In recent years, Lebanese bankers have stepped down from the boards of directors of their Syrian subsidiaries, shrunk their Syrian bank branches and deconsolidated, distancing themselves from their Syrian operations. Some have written off their investments in Syria entirely.
That doesn’t mean, however, that they’ve decamped entirely. “None of the Lebanese banks have retreated completely from Syria,” says Nassib Ghobril, chief economist at Byblos Bank. “First of all, because you can’t close a bank like you close a grocery store, and also because we want to wait and see what will happen after the war.”
Most branches in big cities still operate. “Today, our Syrian bank exists. But it is much smaller; and we are neither on the board nor in the management; and it does not even appear in our figures,” says Saad Azhari, chairman and general manager of Blom Bank, the second-largest Lebanese bank, which wrote off its Syrian investments in 2016. “If the situation gets back to normal, then we will reactivate.”

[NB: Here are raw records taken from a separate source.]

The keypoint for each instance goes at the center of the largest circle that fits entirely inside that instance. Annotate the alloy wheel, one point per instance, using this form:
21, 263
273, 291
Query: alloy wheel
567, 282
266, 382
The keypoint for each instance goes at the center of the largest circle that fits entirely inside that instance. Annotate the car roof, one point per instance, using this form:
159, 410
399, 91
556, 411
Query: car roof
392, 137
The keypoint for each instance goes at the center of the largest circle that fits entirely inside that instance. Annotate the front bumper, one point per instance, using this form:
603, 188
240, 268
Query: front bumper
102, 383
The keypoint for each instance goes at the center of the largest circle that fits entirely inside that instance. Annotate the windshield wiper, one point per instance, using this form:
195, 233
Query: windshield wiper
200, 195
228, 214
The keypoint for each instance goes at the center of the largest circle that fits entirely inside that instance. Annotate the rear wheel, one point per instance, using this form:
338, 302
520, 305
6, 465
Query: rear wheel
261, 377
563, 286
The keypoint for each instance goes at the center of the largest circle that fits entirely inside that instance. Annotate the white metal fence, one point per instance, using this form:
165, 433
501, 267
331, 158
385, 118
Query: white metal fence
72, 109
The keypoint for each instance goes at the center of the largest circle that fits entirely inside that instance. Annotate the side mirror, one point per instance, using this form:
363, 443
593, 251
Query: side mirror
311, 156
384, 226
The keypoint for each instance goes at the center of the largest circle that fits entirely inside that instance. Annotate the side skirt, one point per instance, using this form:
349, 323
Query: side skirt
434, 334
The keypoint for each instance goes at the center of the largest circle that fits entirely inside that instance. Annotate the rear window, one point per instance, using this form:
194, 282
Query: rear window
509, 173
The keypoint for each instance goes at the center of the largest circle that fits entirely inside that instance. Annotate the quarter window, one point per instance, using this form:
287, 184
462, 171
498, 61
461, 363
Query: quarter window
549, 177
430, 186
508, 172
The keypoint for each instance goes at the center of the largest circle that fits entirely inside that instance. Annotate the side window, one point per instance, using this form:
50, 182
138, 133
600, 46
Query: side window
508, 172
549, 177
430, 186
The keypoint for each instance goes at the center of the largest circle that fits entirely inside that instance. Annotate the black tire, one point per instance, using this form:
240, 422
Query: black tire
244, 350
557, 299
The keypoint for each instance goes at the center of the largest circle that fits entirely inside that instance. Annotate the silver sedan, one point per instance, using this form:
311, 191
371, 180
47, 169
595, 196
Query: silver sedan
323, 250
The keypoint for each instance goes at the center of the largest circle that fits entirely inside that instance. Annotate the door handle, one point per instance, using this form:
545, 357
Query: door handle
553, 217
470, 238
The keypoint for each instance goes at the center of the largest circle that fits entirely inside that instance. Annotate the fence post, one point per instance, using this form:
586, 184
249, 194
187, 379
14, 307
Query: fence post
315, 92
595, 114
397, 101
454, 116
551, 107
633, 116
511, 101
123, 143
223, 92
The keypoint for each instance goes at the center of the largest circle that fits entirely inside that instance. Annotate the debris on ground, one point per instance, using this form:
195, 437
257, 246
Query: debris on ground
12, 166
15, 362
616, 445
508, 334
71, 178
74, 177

In September 2016, Bank Audi wrote off its investments in Syria, but still owns 47% of its Syrian entity. “We have the capacity to play a more active role when the time comes. Lebanese banks served Syrian clients for two or three decades before they penetrated Syria, so we have a very intimate knowledge of the market and a strong track record managing Syrian risk,” says Bank Audi’s Freddie Baz. “When the sanctions are lifted, we will have a huge advantage.”
Some Turkish firms are already present in Syria’s northern city of Al-Bab, where a 560,000-square-meter industrial zone is being developed. The Russians also signed a deal to build railway lines from Palmyra in central Syria to Tartous on the coast, to facilitate phosphate transportation, but at this stage it is unclear who will be providing the bulk of reconstruction funds.
The winners of the war—Iran and Russia—will not pay for reconstruction, and it is unlikely that Gulf countries will invest in Iran’s ally. For now, Western powers and international institutions will not pay for reconstruction unless the Syrian regime agrees to a political transition. Before the war, China was Syria’s second commercial partner; but the Asian giant seems hesitant to relaunch operations.
These political realities work to Lebanon’s advantage. “Because funding will be hard to secure, the reconstruction will probably extend over two decades or more, which means an important and stable market for Lebanon,” says Bank Audi’s Freddie Baz.
Although war is raging, with recent military offensives in Damascus suburbs and the northern Syrian-Kurdish canton of Afrin, fighting has ground to a halt in most of the country. Good news for Syria—and maybe Lebanon, too.